[Transformer]#1 Attention

Jude's Sound Lab·2023년 7월 17일

Note for 2023

목록 보기

9/10

Attention class

init method

class SelfAttention(nn.Module):
  def __init__(self, input_size, hidden_size, num_head, mask_value=0):
    super().__init__()
    self.input_size = input_size
    self.hidden_size = hidden_size
    self.qkv = nn.Linear(self.input_size, self.hidden_size * 3)
    self.out_proj = nn.Linear(self.hidden_size, self.input_size)
    self.mask_value = mask_value
    self.num_head = num_head
    assert self.hidden_size % self.num_head == 0
    self.dim_per_head = self.hidden_size // self.num_head

forward method

this method can be divided into two parts
1st : getting QKV vectors from a given input vectors
2nd : calculating attention values from QKV

forward method of self_attention

  def forward(self, x, mask=None):
    if mask is None:
      mask = torch.ones([x.shape[0], x.shape[1], x.shape[1]])
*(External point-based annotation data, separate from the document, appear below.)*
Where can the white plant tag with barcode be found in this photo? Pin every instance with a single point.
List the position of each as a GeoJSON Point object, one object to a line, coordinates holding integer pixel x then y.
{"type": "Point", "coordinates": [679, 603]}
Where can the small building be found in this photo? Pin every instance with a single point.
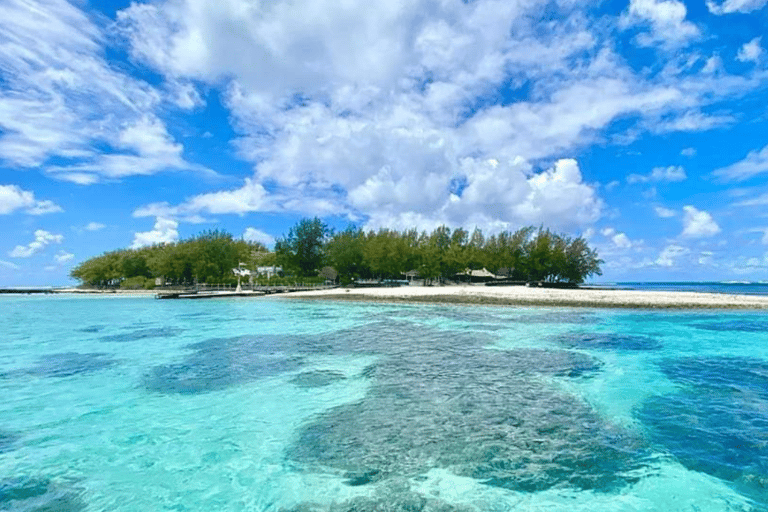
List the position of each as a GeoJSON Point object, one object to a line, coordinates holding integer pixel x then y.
{"type": "Point", "coordinates": [269, 271]}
    head_repeated_mask = mask.unsqueeze(1).repeat(1, self.num_head, 1, 1).reshape(-1, mask.shape[1], mask.shape[2]) # [N * num_head, T, T]
    queries, keys, values = self._get_qkv(x) # [N, T, Cn]
    queries = self._get_multihead_split(queries) # [N * num_head, T, Cn // num_head]
    keys = self._get_multihead_split(keys)
    values = self._get_multihead_split(values)
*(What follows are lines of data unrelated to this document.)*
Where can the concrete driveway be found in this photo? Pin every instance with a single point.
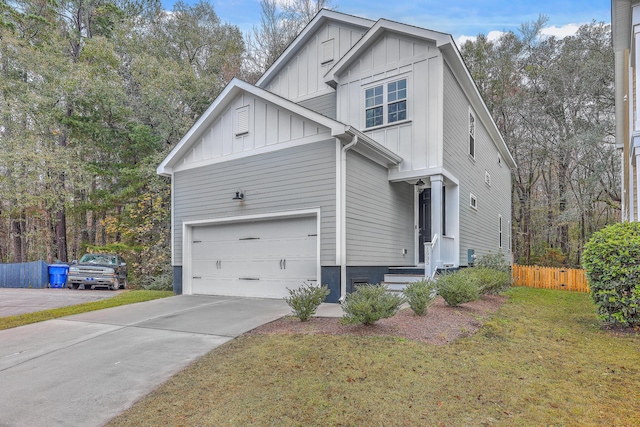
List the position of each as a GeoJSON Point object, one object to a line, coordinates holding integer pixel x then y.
{"type": "Point", "coordinates": [85, 369]}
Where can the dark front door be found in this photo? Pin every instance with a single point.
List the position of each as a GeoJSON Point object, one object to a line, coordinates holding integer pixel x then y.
{"type": "Point", "coordinates": [424, 221]}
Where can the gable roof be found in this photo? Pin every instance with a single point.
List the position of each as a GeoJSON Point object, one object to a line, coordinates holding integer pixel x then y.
{"type": "Point", "coordinates": [309, 30]}
{"type": "Point", "coordinates": [451, 54]}
{"type": "Point", "coordinates": [339, 130]}
{"type": "Point", "coordinates": [371, 36]}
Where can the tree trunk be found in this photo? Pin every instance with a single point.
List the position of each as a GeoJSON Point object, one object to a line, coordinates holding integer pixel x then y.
{"type": "Point", "coordinates": [17, 228]}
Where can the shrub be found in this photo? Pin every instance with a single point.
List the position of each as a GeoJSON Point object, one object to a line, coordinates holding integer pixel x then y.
{"type": "Point", "coordinates": [458, 287]}
{"type": "Point", "coordinates": [494, 262]}
{"type": "Point", "coordinates": [305, 300]}
{"type": "Point", "coordinates": [610, 259]}
{"type": "Point", "coordinates": [490, 281]}
{"type": "Point", "coordinates": [370, 303]}
{"type": "Point", "coordinates": [160, 282]}
{"type": "Point", "coordinates": [420, 295]}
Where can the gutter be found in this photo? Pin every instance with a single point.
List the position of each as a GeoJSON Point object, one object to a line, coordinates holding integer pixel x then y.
{"type": "Point", "coordinates": [342, 214]}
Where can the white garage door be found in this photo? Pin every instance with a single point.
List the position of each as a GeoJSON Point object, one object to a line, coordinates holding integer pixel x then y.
{"type": "Point", "coordinates": [256, 259]}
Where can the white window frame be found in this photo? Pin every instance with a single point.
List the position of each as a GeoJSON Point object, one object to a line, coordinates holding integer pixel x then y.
{"type": "Point", "coordinates": [473, 201]}
{"type": "Point", "coordinates": [242, 120]}
{"type": "Point", "coordinates": [326, 52]}
{"type": "Point", "coordinates": [471, 134]}
{"type": "Point", "coordinates": [386, 103]}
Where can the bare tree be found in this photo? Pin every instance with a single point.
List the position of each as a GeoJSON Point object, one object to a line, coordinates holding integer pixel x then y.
{"type": "Point", "coordinates": [280, 23]}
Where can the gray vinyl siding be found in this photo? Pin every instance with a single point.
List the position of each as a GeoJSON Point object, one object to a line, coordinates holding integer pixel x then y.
{"type": "Point", "coordinates": [323, 104]}
{"type": "Point", "coordinates": [479, 229]}
{"type": "Point", "coordinates": [379, 214]}
{"type": "Point", "coordinates": [301, 177]}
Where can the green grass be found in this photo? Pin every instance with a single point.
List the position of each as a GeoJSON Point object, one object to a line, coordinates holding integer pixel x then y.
{"type": "Point", "coordinates": [128, 297]}
{"type": "Point", "coordinates": [541, 360]}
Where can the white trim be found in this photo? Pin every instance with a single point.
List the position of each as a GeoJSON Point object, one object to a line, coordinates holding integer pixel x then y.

    att_score = self._get_multiheaded_att_score(keys, queries)
    att_score /= keys.shape[-1] ** 0.5
    att_weight = self._get_masked_softmax(att_score, head_repeated_mask) # [N * num_head, T, T]
    value_with_att = self._get_weighted_sum(values, att_weight) # [N * num_head, T, Cn // num_head]
    value_with_att = self._get_multihead_concat(value_with_att) # [N, T, Cn]
    output = self.out_proj(value_with_att) # [N, T, C]

    return output

forward method of cross_attention

  def forward(self, q_seq, kv_seq, mask=None):
    '''
    Arguments:
      q_seq (torch.Tensor): Sequence to be used for query
      kv_seq (torch.Tensor): Sequence to be used for key and value
      mask (torch.Tensor): Masking tensor. If the mask value is 0, the attention weight has to be zero. Shape: [N, Ty, Tx]

    Outs:
      output (torch.Tensor): Output of cross attention. Shape: [N, Tx, C]
    '''
    if mask is None:
      mask = torch.ones([q_seq.shape[0], kv_seq.shape[1], q_seq.shape[1]])
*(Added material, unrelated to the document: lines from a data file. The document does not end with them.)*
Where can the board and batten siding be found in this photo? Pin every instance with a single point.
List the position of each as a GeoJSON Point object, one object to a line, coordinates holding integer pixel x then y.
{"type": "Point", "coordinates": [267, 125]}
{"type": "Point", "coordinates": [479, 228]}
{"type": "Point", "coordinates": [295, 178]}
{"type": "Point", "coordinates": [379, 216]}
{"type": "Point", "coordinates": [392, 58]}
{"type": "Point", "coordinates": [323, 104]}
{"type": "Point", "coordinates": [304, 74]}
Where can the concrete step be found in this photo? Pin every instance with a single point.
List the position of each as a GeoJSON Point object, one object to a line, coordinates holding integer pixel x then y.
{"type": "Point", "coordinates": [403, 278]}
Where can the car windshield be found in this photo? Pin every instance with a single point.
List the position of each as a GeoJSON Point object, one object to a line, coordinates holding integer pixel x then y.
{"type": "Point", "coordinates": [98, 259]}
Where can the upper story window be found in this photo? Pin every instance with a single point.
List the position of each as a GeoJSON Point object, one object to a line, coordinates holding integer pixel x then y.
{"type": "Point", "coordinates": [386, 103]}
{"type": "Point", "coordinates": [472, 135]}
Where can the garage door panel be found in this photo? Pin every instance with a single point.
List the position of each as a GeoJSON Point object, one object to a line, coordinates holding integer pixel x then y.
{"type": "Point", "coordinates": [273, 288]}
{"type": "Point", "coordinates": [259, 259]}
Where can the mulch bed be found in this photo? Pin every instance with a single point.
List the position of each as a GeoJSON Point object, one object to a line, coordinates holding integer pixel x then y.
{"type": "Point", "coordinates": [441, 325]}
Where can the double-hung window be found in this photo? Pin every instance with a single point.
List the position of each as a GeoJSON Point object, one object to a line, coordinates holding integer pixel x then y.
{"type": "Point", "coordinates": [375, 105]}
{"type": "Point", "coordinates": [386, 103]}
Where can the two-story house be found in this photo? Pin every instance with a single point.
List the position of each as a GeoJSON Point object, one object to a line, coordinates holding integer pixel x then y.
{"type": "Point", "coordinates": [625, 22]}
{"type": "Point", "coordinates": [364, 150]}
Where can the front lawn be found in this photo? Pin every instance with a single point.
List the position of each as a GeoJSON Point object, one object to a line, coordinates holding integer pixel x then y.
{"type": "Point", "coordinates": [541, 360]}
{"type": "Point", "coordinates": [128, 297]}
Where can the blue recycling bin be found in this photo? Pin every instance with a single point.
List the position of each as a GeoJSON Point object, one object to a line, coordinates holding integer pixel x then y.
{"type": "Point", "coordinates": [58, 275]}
    # get cross attention score
    head_repeated_mask = mask.unsqueeze(1).repeat(1, self.num_head, 1, 1).reshape(-1, mask.shape[1], mask.shape[2]) # [N * num_head, T, T]
    queries, _, _ = self._get_qkv(q_seq) # [N, T, Cn]
    queries = self._get_multihead_split(queries) # [N * num_head, T, Cn // num_head]
    _, keys, values = self._get_qkv(kv_seq) # [N, T, Cn]
    keys = self._get_multihead_split(keys) # [N * num_head, T, Cn // num_head]
    values = self._get_multihead_split(values) # [N * num_head, T, Cn // num_head]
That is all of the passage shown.